Tuesday, November 27, 2012

VC as Talent Agency


There are two functions that I want to see a venture firm provide to portfolio companies that are new and atypical.

Most firms build their tribe of entrepreneurs and deal-referrers through social and educational events for portfolio executives, friends of the firm, and industry experts. These programs can be as simple as a backyard BBQ at a GP’s house or as structured as True University. Tools can be as low-tech as a CEO dinner, or as cutting-edge as private Q&A applications at 500Startups and First Round Capital. The primary result of these activities is brand building in the entrepreneurial community. The principal benefit is keeping a firm’s deal-flow network warm. This is vitally important, however, portfolio companies do not win or lose because of an expert talk on product/market fit.

Most firms can recommend a proven bookkeeper, or a known professional recruiter. Firm preference dictates whether services like these are presented as a suite of resources in the Andreessen Horowitz ‘talent agency’ model, or as a quieter more traditional referral in the Benchmark model. Further, good firms can provide business development and sales introductions.

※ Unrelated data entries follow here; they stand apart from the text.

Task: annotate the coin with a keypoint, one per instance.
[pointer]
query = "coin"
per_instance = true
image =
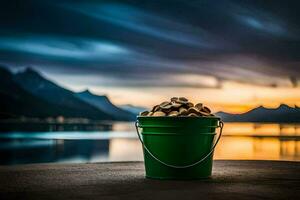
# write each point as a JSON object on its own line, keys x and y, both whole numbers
{"x": 173, "y": 113}
{"x": 174, "y": 99}
{"x": 193, "y": 115}
{"x": 150, "y": 114}
{"x": 165, "y": 105}
{"x": 206, "y": 109}
{"x": 156, "y": 108}
{"x": 199, "y": 106}
{"x": 178, "y": 106}
{"x": 193, "y": 110}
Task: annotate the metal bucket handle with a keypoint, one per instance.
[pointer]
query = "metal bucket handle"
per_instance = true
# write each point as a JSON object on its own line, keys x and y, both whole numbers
{"x": 221, "y": 125}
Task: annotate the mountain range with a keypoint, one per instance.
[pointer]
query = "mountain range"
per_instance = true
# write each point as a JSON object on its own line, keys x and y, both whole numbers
{"x": 29, "y": 94}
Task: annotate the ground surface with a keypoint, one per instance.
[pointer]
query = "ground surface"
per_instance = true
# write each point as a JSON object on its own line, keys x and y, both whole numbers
{"x": 234, "y": 180}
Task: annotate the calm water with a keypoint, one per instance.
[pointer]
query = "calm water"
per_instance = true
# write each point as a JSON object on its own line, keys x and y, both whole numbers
{"x": 239, "y": 141}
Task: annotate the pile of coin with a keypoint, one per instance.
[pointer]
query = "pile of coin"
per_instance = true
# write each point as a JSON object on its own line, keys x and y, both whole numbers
{"x": 178, "y": 106}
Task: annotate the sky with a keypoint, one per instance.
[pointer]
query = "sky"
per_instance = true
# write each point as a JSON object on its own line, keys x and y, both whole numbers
{"x": 231, "y": 55}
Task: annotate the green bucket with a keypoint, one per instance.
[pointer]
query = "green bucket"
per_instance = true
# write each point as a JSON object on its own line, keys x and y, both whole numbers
{"x": 178, "y": 147}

The first function that I want to see offered to portfolio companies is a hiring process concierge. This is specifically not a professional recruiter function. Recruiters, whether paid by portfolio companies or by investors generally play a filter role. Entrepreneurs who are the best recruiters work the opposite way. They invest substantial time in identifying and actively pursuing potential hires at all levels. They take special care to examine a potential hire’s online presence and write long, thoughtful cold emails to prospective candidates selling the mission of the company and the potential fit for the candidate. I was recruited by Kevin Merritt to Blist/Socrata in this way. It is astonishingly effective. Most CEOs do not think they have the time for this and professional recruiters do not have the credibility among developers and technology professionals to execute this strategy. Under about 50 employees, founders don’t need a recruiter, they need a hiring process concierge who can research and ghost write prospecting communication for founders to send and then make sure that founders follow up with the best and most responsive candidates.

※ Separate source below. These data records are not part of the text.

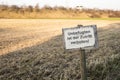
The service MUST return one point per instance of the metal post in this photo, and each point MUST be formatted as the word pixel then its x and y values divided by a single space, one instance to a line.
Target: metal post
pixel 83 64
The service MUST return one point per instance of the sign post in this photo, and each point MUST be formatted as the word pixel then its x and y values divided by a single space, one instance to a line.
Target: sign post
pixel 81 37
pixel 83 64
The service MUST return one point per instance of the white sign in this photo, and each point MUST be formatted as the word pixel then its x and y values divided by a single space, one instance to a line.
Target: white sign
pixel 80 37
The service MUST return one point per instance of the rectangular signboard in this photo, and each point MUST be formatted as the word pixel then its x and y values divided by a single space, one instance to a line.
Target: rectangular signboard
pixel 81 37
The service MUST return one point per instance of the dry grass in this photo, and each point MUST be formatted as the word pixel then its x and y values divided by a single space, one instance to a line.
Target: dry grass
pixel 33 50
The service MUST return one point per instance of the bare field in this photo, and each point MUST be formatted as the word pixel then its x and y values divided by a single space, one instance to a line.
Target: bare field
pixel 32 49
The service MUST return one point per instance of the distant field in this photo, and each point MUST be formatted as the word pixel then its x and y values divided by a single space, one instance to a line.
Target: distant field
pixel 32 49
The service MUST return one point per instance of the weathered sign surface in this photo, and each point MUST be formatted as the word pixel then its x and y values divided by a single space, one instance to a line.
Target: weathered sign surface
pixel 80 37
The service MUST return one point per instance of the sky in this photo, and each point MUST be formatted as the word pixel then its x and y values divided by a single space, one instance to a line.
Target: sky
pixel 101 4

The second function that I want to see offered is infrastructure code, approach and decision sharing among portfolio companies. It is extremely common for startups around the time of their Series A to spend several months paying off technical debt and building out common infrastructure pieces like an internal user to user messaging system with cascade to email with user preferences or an automated test and deploy system with monitoring, zero down-time deploys, feature flags and A/B testing. Portfolio CTO get-togethers are not enough to prevent each company from having to reinvent its own wheel. Shared code repositories and cross-company educational code reviews that include integrations of third party components like payment providers would save expensive time. 

Friday, November 2, 2012

Product Market Fit Poker




Earlier this week, I was fortunate enough to be able to give a talk on Product/Market Fit (& Poker) at 500Startups. My (sparse) slides are embedded here.

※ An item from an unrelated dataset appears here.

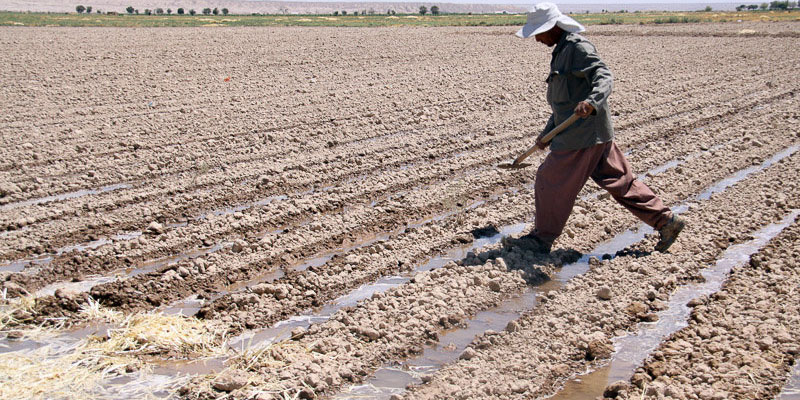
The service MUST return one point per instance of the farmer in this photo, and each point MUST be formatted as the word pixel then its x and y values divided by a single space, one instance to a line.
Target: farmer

When you are running a startup, each week, sprint, month or quarter you make an assessment about what cards you are holding and then choose how much to invest in either top-line growth and scaling, or 'figuring-it-out'. I like to think about each assessment and investment period as a hand of poker. The only problem is that it's generally not clear what cards you are holding.

The answer is measuring product/market fit. If the market is really ready for your product, then you should be pushing all of your chips into the middle of the table and scaling like crazy. If the market isn't quite that ready, you'd be a fool to do that. The trick is that measuring product/market fit is no easy task. Marc Andreessen, who coined the term, not only said that 'nothing else matters', but also that 'you know it when you see it'.

This difficulty has not stopped a number of smart and accomplished entrepreneurs, investors and marketers from developing a series of useful metrics and rules of thumb that get at the notion of product/market fit and can help entrepreneurs know what cards they are holding at each round of decisions and resource investments.

Thanks again to 500 for hosting me!

Monday, October 8, 2012

Tuesday, September 25, 2012

Bromium, Authentic8 and the Cloud-Native Security Renaissance


Important advances in security are happening right now due to the large secular trends of virtualization everywhere and the aggressive unbundling of modern application development in the cloud. A few of the most exciting cloud-native security startups have just released the first versions of their core products in September 2012.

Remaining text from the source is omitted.